Expressions of immunophilin FKBP-12 and FKBP-52 were examined in the spinal cord of transgenic mice with an ALS-linked mutant Cu/Zn superoxide dismutase (SOD1) gene. The immunoreactivity of FKBP-12 was present predominantly in the cytoplasm, but did not show a difference between age-matched wild type and transgenic (Tg) mice at 25 and 35 weeks. In contrast, the immunoreactivity of FKBP-52 was predominantly present in the nucleus, which progressively declined only in the Tg mice as early as an early presymptomatic stage at 25 weeks of age in the anterior horn neurons. The present result suggests that the downregulation of FKBP-52 may be involved in the pathogenesis in the early stages of amyotrophic lateral sclerosis (ALS).

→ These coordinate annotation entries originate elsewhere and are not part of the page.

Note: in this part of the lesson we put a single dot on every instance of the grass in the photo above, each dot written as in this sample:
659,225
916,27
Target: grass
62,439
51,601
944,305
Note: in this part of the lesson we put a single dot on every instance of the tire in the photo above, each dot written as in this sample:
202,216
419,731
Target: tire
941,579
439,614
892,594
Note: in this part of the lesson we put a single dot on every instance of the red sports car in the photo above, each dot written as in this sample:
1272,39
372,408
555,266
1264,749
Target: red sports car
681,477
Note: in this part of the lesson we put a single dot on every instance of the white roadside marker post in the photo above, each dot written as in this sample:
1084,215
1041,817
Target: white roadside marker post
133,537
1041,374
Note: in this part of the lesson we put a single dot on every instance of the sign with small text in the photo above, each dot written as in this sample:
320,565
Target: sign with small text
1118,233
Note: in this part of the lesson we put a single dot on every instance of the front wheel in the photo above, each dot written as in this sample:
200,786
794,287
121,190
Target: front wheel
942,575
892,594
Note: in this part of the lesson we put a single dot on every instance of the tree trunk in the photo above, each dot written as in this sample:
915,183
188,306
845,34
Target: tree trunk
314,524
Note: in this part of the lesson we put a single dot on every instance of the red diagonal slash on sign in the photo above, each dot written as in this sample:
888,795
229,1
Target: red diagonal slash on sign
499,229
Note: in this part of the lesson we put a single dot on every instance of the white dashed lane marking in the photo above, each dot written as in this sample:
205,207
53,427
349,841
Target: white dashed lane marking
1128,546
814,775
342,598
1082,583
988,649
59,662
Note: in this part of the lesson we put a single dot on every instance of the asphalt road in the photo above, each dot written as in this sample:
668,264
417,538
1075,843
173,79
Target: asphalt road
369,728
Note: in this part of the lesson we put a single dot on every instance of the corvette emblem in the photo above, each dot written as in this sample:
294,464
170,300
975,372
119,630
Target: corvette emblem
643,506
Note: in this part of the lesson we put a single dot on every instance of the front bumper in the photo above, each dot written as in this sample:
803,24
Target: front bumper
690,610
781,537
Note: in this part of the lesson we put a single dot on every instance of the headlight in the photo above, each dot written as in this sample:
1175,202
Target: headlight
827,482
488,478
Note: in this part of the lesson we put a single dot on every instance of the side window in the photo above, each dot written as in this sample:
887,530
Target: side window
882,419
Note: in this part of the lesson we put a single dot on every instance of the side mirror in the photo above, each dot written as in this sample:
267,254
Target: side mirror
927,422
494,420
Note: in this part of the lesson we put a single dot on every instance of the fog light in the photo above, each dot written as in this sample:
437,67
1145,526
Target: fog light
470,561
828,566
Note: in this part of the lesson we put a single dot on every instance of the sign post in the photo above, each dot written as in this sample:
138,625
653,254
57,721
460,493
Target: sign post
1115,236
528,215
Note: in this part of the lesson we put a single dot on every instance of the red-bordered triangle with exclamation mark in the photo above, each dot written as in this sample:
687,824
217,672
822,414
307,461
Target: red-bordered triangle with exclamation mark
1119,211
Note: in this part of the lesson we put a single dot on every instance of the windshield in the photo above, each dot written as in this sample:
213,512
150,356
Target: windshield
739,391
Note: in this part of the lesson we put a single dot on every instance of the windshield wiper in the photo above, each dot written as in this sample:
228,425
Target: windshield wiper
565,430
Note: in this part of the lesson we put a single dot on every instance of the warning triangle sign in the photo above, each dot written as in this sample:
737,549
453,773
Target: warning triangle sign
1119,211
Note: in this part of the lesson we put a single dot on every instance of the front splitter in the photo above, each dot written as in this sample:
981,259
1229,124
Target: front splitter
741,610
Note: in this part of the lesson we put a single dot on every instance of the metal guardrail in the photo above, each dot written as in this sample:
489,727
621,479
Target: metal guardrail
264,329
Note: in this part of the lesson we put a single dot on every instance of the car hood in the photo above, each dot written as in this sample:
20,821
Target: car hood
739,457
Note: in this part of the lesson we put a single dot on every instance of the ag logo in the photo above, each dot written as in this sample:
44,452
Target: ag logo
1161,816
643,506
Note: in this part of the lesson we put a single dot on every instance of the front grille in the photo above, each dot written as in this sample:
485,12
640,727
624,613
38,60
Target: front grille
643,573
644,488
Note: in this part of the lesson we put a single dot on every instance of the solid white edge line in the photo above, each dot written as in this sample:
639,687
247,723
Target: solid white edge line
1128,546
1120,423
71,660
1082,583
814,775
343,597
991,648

Early decrease of redox factor-1 in spinal motor neurons of presymptomatic transgenic mice with a mutant SOD1 gene.

Oxidative stress has been proposed to play a pivotal role in pathogenesis of both sporadic and familial amyotrophic lateral sclerosis (ALS). Expression of DNA repair enzyme redox factor-1 (Ref-1) protein was examined in the spinal cord of transgenic mice with an ALS-linked mutant Cu/Zn superoxide dismutase (SOD1) gene. Immunoblotting and immunocytochemical analyses showed that the most spinal motor neurons lost the immunoreactivity for Ref-1 in the early presymptomatic stage that preceded significant loss of the neurons. The present result suggests that an early impairment of DNA repair in the spinal motor neurons may account for the mutant SOD1-mediated motor neuronal death in this model.